Prostate Cancer Diagnosis - MRI-Guided Biopsy
At HALO Diagnostics, we use MRI-guided biopsy to verify if or what type of cancer is present. MRI-guided biopsy is performed under an MRI which allows the team to guide a biopsy needle in real-time and target exactly the area of the prostate that looked suspicious under the screening mpMRI. This approach can ensure a more accurate sampling without damaging healthy prostate tissue compared to more traditional approaches.
Traditional Biopsy Can Miss 30% or More of Cancers
More traditional prostate biopsy procedures, like a transrectal ultrasound (TRUS) guided biopsy, take a “poke and hope” approach - poke the prostate multiple times and hope to hit the right area of the gland. With a TRUS biopsy, cores are taken with much less clear views of the prostate which often can lead to missing tumors at the front of the gland (area most distant from the rectal wall) and under-sampling the area furthest from the bladder. Because of this, a TRUS biopsy can miss 30% or more of cancers, potentially leading to inaccurate diagnoses.
MRI - Ultrasound Fusion Biopsy
Another frequently performed prostate biopsy is an MRI/Ultrasound Fusion Guided Biopsy. This approach can be more accurate than the traditional TRUS biopsy. To perform a fusion biopsy, a urologist will combine previously obtained MRI images of the prostate with real-time ultrasound imaging (hence the term fusion). While often not as accurate as an MRI-guided biopsy, MRI/Ultrasound Fusion Guided Biopsy is an improvement over the traditional TRUS approach.
Advantages of MRI-Guided Biopsy
- Specific targeting of tumor instead of random sampling - TRUS biopsy can miss aggressive lesions more than 30% of the time.
- Minimally invasive with fewer samples taken (3-4) instead of 12 samples with TRUS biopsy.
- Lower risk of pain and damage to the rectal wall.
- Reduced chances of infection.
- Increased sensitivity of detecting aggressive lesions with decreased potential for detecting indolent disease.
- Better detection means a reduction in overtreatment and helps prevent the psychological burden associated with misclassification of cancer stage.
- Better spatial localization with specialized software to reach tumor suspicious regions otherwise difficult to reach with TRUS biopsy.

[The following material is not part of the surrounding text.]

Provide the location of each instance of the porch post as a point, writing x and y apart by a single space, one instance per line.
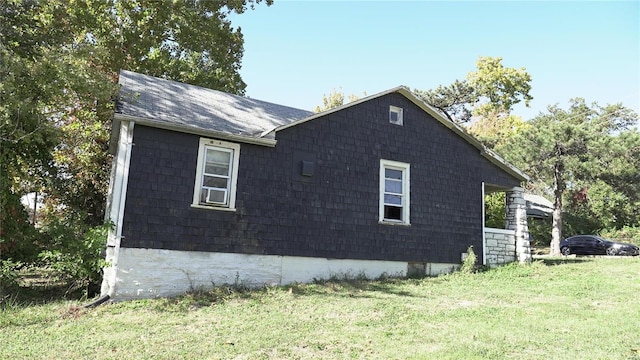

Biomarker & Genomic Testing to Help Improve Diagnostic Accuracy and Treatment Selection
Much like the prostate specific antigen that is used in PSA testing, there are other biomarkers that may help your physician diagnose prostate cancer. HALO Dx works with ExosomeDx™ and is proud to offer the ExoDx Prostate Test, a urine-based test that is used similarly to a PSA test before biopsy. The test analyzes three cancer-specific biomarkers found in the urine that are associated with aggressive prostate cancer. These biomarkers or genes in this case are: ERG, PCA and SPDEF. This simple non-invasive test can help assess your risk of having clinically significant high-grade prostate cancer and help you and your doctor determine whether to proceed with or defer a prostate biopsy.
Along with traditional pathology of the biopsy results, HALO Dx offers genomic tests on the same tissue sample to help identify the appropriate treatment option(s) and help determine the metastatic potential of the tumor through the Decipher® Prostate Cancer Test. We have seen impressive results over the years and have demonstrated that the Decipher test can be used to help predict response to Laser Focal Therapy.
What Is a Gleason Score?
Based on the prostate biopsy pathology (how the cells appear under a microscope), doctors use the Gleason scoring system to classify how aggressive a cancer may be.
What Are Grade Groups?
Gleason scores are organized into grade groups. Grade groups are meant to be simpler and more accurate by breaking up Gleason score 7 into two subgroups. This helps prevent over treatment for those with low-grade prostate cancer. Grade Group 2 (Gleason pattern 3+4) means that the cancer cells in the largest area of the cancer are less aggressive than the cancer cells in the second largest area, and Grade Group 3 (Gleason pattern 4+3) means that the cancer cells in the largest area of the cancer are more aggressive than the cancer cells in the second largest area.